Iran Tourist Yarns
I met a bus ticket seller who sits in a small booth
in Tehran. I first met him in 2001 and he is still there. He helped me
find the right bus and always had a smile. I would stop for a chat. He would
share an apple with me and a few nuts. In an effort to respond I gave him a
postcard from home and offered him a banana I had bought for our farewell. He
would not accept the banana saying "my house is near, but yours is
far". I guess that says a lot.
John Whittaker, Australia (Dec 02)
In Tehran, even the pickpockets may be
generous to tourists. Some men pushed and shoved behind as I queued at a bus
station kiosk. A moment later I found my wallet - and the men - gone. I raised
the alarm, but in apparent futility, not having seen the faces of the
pickpockets. As I made a final search, a gruff looking man approached, talking
curtly, before indicating I should follow him to a quiet corner. There he gave
me another, battered wallet, holding the contents of mine and not a coin
missing. He indicated I should get lost. I did, confused. Was he a thief with a
conscience or a samaritan who had given the hard word to the real culprit?

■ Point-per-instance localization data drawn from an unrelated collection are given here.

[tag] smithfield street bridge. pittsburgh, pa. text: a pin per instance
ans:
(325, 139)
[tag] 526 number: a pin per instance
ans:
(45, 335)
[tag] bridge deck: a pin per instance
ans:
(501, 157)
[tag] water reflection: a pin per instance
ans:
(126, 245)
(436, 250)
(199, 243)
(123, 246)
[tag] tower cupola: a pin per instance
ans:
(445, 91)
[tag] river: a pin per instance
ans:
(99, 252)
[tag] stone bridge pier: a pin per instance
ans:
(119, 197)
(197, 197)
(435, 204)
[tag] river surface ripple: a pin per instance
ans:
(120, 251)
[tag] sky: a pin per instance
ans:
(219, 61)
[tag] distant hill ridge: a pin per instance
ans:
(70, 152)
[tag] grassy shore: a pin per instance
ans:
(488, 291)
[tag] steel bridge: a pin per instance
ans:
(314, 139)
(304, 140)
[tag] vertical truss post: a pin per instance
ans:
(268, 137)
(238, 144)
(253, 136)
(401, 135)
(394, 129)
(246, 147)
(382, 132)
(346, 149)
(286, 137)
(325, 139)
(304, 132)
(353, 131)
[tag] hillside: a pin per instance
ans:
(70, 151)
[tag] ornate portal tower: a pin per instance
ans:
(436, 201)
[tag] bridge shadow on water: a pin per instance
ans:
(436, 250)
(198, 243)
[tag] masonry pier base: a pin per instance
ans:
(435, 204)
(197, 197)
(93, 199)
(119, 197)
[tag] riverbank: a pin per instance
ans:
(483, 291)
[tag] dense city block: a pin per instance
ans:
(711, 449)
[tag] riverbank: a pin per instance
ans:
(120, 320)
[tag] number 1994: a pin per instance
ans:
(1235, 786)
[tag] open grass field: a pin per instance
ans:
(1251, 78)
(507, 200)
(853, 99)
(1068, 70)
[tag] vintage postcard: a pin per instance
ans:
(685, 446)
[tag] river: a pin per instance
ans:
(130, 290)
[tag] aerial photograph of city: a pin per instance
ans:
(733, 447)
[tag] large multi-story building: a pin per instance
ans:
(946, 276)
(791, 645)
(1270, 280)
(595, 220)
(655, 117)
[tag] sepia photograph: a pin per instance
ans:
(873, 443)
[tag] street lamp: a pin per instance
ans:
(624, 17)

Either way it was a crime undone, a bizarre extension of Iranian hospitality.
Wayne Erb, New Zealand (Dec 02)
Although I intended to wait to purchase a carpet
until I reached Tehran, my final city in Iran, I somehow did not resist and
ended up buying one in Esfahan. From there the seller helped me send it
to a hotel in Tehran where I intended to stay. After doing this, the worries
began. In fact, I had not reserved the hotel and they did not expect me there
at all. Moreover, it was a cheap hotel although the carpet dealer claimed all
would be fine. I was really surprised and relieved when I arrived at the hotel,
to find that they had received the parcel and were able to hand it over to me
the next day. What was interesting was that whenever I shared my worries about
getting the parcel with Iranians they felt offended, as if I suggested someone
would steal my parcel. It seems that hotels are very honest.
Ivana Bezecna, Slovakia (Nov 02)
On at least three occasions we were invited home by
people we met accidentally in the street or in the bazaar. They did not care
that there were 16 of us. We accepted the invitation of a family in Esfahan,
and spent a nice evening drinking tea, chatting about our families and dancing.
We were also able to see the elegant Iranian women, otherwise covered by
standard clothing when they are outside their home walls.